I guess no one expects it.
I don't know.
It's happened before; that jazz musician who was a woman passing as a man had at least one girlfriend who never knew, or swore she didn't.
Heh. Somehow, the having sex with a woman part isn't what shocks me! Though that's pretty darn weird, it only takes one clueless woman. To pass for a year and a half takes a LOT of random strangers not outing you (which, sure, most people even if they twig, aren't going to point and go "OH MY GOD THAT'S A WOMAN!", but...seems like there's bound to be a guy in the bathroom who's gonna take offense. I'm betting she made a concerted effort to use single or unisex bathrooms a lot. Though men are a lot less likely to call you out than women (who can and will seriously throw a fuss if a MTF or butch woman walks in), they're also more likely to kick your ass)
It's not too Awareness Day-ish? Because every now and again, I read these dumb things where some AB is in a wheelchair for a whole week and how *do* we stand it? But it's not really the same at all, of course. In both good and bad ways.
My big issue with the book is that she went to a totally differnt sort of social surrounding than she was accustomed to. I wonder how much different the differences would have been had she gone to Chicago and hung out with the intellectual crowd there.
The NYT review of the Norah Vincent book made it seem as if she didn't try to pass 24/7, but selectively. They also said her most interesting insights weren't into gender, but into social class (they focussed on her experience with a working-class bowling league).

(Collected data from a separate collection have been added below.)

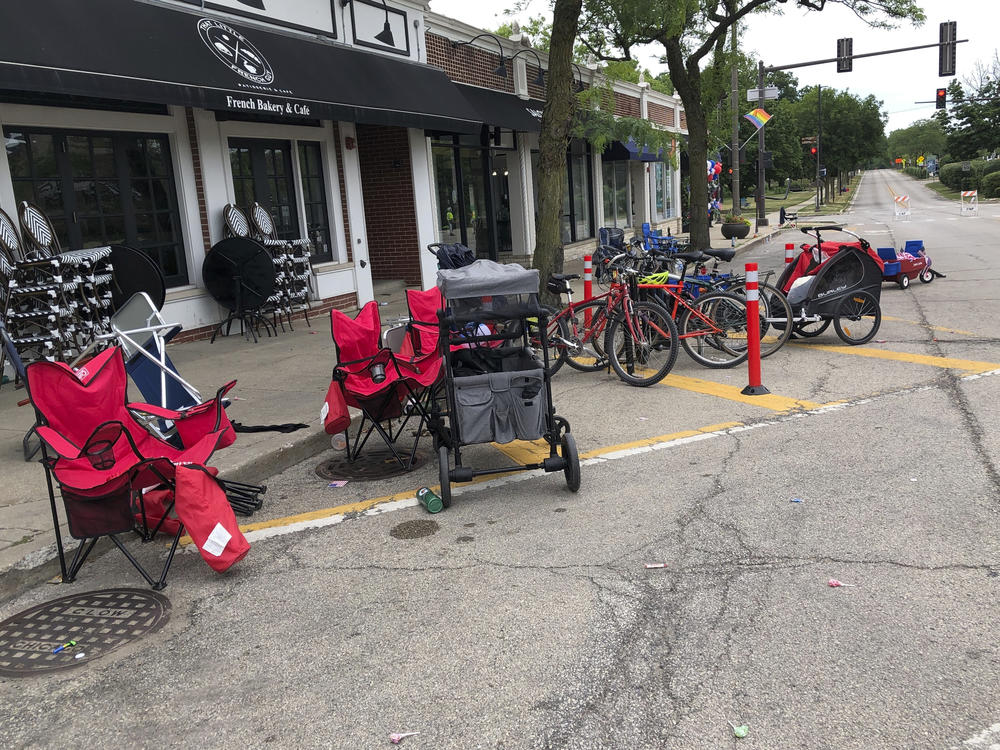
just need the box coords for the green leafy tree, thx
[938,55,1000,160]
[885,119,946,165]
[577,0,924,249]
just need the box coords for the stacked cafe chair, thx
[17,201,114,347]
[0,207,74,365]
[249,201,314,330]
[222,203,288,332]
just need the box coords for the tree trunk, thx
[662,37,710,251]
[533,0,583,303]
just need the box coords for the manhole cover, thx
[316,449,427,481]
[390,520,440,539]
[0,588,170,677]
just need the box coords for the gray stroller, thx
[430,260,581,507]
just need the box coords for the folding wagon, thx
[430,260,581,507]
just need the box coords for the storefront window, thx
[602,160,630,228]
[4,127,188,287]
[432,143,459,241]
[654,162,672,221]
[297,141,332,262]
[548,139,594,244]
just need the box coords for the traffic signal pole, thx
[758,27,966,217]
[816,85,822,211]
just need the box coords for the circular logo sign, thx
[198,18,274,85]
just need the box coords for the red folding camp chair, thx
[25,346,258,589]
[328,300,439,471]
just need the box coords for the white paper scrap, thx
[203,523,232,557]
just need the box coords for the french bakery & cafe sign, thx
[224,95,312,117]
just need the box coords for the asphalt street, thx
[1,170,998,750]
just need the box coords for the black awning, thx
[456,85,546,132]
[0,0,480,133]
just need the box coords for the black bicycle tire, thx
[679,291,750,369]
[563,299,614,372]
[604,300,679,386]
[833,290,881,345]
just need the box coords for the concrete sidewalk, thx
[0,202,811,601]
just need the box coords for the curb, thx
[0,423,333,606]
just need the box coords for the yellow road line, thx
[660,372,820,411]
[492,438,551,464]
[579,421,743,459]
[791,342,999,373]
[881,315,978,337]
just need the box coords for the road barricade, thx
[960,190,978,216]
[892,194,911,221]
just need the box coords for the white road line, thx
[242,370,998,545]
[950,722,1000,749]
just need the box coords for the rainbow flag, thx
[744,108,772,129]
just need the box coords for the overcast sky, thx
[427,0,999,133]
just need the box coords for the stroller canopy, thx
[437,259,539,300]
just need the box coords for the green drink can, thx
[416,487,443,514]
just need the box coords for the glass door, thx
[5,127,188,286]
[458,147,489,259]
[228,138,300,240]
[490,152,512,255]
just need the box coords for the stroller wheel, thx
[793,319,830,338]
[437,444,452,508]
[834,291,881,345]
[561,432,581,493]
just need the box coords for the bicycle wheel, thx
[604,301,678,386]
[563,299,613,372]
[759,284,793,357]
[679,291,750,368]
[536,315,569,376]
[725,281,792,358]
[834,291,881,345]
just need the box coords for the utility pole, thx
[756,60,768,227]
[731,22,740,215]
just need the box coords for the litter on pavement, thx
[390,732,419,744]
[828,579,856,587]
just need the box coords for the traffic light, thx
[936,88,947,109]
[939,21,956,77]
[810,146,818,157]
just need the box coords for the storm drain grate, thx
[0,588,170,677]
[316,449,427,481]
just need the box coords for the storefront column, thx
[591,149,605,232]
[338,122,375,305]
[633,161,651,229]
[0,106,14,211]
[410,129,439,291]
[508,135,534,259]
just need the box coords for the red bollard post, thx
[741,262,771,396]
[583,254,593,326]
[785,243,795,264]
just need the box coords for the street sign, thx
[837,37,853,73]
[819,167,827,177]
[746,86,779,101]
[961,161,971,172]
[800,136,817,144]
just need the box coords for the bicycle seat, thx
[703,248,736,262]
[672,251,709,264]
[550,273,580,281]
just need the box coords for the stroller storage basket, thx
[453,363,546,444]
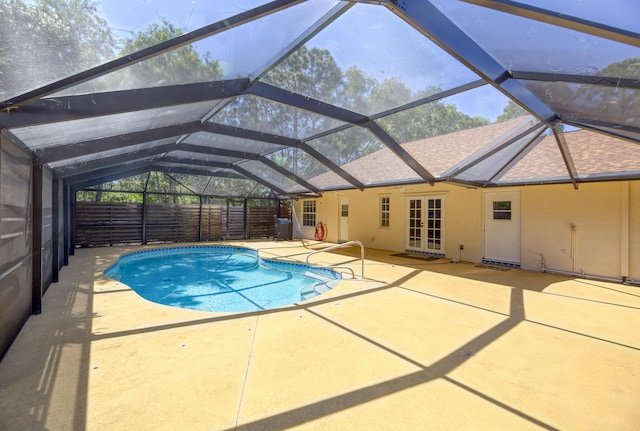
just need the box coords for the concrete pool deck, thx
[1,240,639,430]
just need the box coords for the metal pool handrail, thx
[305,240,364,279]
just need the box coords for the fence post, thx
[243,198,248,239]
[225,198,230,240]
[198,195,203,242]
[52,176,59,283]
[70,191,76,255]
[63,184,69,265]
[142,191,147,245]
[31,157,43,315]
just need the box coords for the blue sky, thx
[95,0,640,122]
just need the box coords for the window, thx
[380,196,390,227]
[302,200,316,227]
[493,201,512,220]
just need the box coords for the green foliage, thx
[0,0,117,97]
[117,19,223,87]
[497,100,528,122]
[597,57,640,79]
[524,58,640,126]
[376,89,489,143]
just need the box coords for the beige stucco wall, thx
[292,180,639,281]
[522,183,620,278]
[293,183,484,261]
[628,181,640,282]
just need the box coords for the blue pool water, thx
[104,246,341,312]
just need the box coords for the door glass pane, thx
[426,198,442,250]
[493,200,512,220]
[408,199,422,248]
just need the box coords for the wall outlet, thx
[459,244,464,250]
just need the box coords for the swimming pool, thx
[104,246,341,312]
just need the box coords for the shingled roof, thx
[298,117,640,192]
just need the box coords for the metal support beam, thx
[201,122,302,147]
[201,122,363,190]
[443,121,546,179]
[154,165,245,179]
[509,71,640,90]
[299,143,364,190]
[0,0,304,110]
[371,79,488,120]
[247,82,368,124]
[233,165,289,196]
[159,157,291,196]
[51,176,60,283]
[387,0,555,123]
[485,133,546,185]
[155,158,290,195]
[561,118,640,143]
[2,81,249,129]
[178,144,261,161]
[258,157,320,194]
[462,0,640,48]
[160,156,234,169]
[68,163,152,189]
[39,122,202,163]
[31,157,43,315]
[170,144,319,193]
[54,144,176,176]
[365,121,435,184]
[62,184,69,266]
[552,123,579,189]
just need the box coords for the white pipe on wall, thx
[570,222,576,274]
[541,253,623,284]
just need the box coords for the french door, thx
[406,196,445,254]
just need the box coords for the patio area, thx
[1,241,639,431]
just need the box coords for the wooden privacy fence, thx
[75,201,290,247]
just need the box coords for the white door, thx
[483,190,521,265]
[406,196,445,254]
[339,197,349,243]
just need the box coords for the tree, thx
[579,57,640,124]
[519,58,640,126]
[0,0,117,99]
[497,100,528,122]
[116,19,223,87]
[220,46,345,178]
[375,84,489,144]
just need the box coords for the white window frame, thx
[302,200,317,227]
[380,196,390,228]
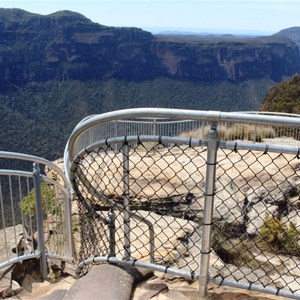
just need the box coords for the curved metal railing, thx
[0,152,74,276]
[64,108,300,185]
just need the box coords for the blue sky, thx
[0,0,300,35]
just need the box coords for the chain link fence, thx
[212,144,300,297]
[66,109,300,299]
[71,137,206,276]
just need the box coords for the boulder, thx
[0,224,24,263]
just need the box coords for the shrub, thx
[20,183,57,217]
[258,214,300,256]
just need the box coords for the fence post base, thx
[198,275,209,299]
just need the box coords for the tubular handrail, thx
[0,169,33,177]
[64,108,300,185]
[75,256,299,299]
[0,151,70,191]
[238,111,300,118]
[0,151,75,265]
[0,253,41,270]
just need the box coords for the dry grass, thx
[179,124,276,142]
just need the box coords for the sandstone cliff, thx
[155,35,299,82]
[0,8,299,86]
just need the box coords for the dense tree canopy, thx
[260,76,300,113]
[0,78,271,160]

Dude. She didn't just pass, she passed, and went bowling. That is dedication.
It's happened before; that jazz musician who was a woman passing as a man had at least one girlfriend who never knew, or swore she didn't.
Billy Lee! Had at least one wife, I believe.
Er, I know the Phranc song. That's really all.
On the floor of a trailer in Spokane, lies the body of a woman who lived as a man
It's also why I know how to pronounce Spokane.